The elusive promise of "gene therapy", in which cancers and inherited genetic defects could be treated by injecting replacement functional genes, may have begun to be fulfilled.
A conference in Paris next week will hear that a Canadian company has successfully managed to get new genes to seek out secondary tumours in laboratory animals. There, the replacement genes take over from the faulty genes which are allowing uncontrolled growth.
Although the technique is in its early stages - it has only so far been demonstrated with "marker" genes, rather than anti-cancer genes - and would have to pass a number of clinical hurdles before being used in humans, it suggests that the multi-pronged approach to gene therapy may begin to pay off in a few years.
That in turn would mean relief, and perhaps even a cure, for thousands of people both with cancers and inherited disorders such as cystic fibrosis.
The new system has been developed by a Canadian company, Inex Pharmaceuticals of Vancouver, and uses artificial "packages" to carry the new genes to the disease site. The packages, called transmembrane carrier systems, are made up essentially of fat droplets and are injected into the bloodstream. They contain a package of genes: in Inex's trials, these were tumour suppressor genes, which carry the code to make proteins which stop cells from reproducing wildly. The trials found that the genes' proteins were being produced in secondary tumours.
If the findings are confirmed, and can be carried over to humans, it will be an important step forward for the technique. So far, human clinical trials of gene therapy have promised much but delivered little. The first ailment to be attacked was cystic fibrosis (CF), in which a faulty gene causes overproduction of mucus in the lungs, with fatal results.

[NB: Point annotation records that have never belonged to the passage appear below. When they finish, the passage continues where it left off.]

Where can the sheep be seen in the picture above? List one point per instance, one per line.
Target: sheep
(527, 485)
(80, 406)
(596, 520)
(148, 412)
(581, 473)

One of the first trials attempting to use gene therapy to replace a faulty CF gene was carried out in Britain. It incorporated the gene into a modified retrovirus - the class of viruses including HIV, which causes Aids - because retroviruses add their genetic material to that of their target cells. The hope was that the working CF gene would be incorporated into the lung's lining, and prevent the overproduction of mucus. However, the results have been disappointing, and success using retroviruses has remained elusive.
But the Inex technique of using fats, which is being followed by a number of other gene therapy companies, may eventually show more promise, even though it relies on an artificial package for the genes. Dr John Warner, head of Inex's gene therapy division, said: "Today, one of the main limitations in gene therapy is the inability to get genes to metastatic or widespread disease. Our technology has the potential to do just this."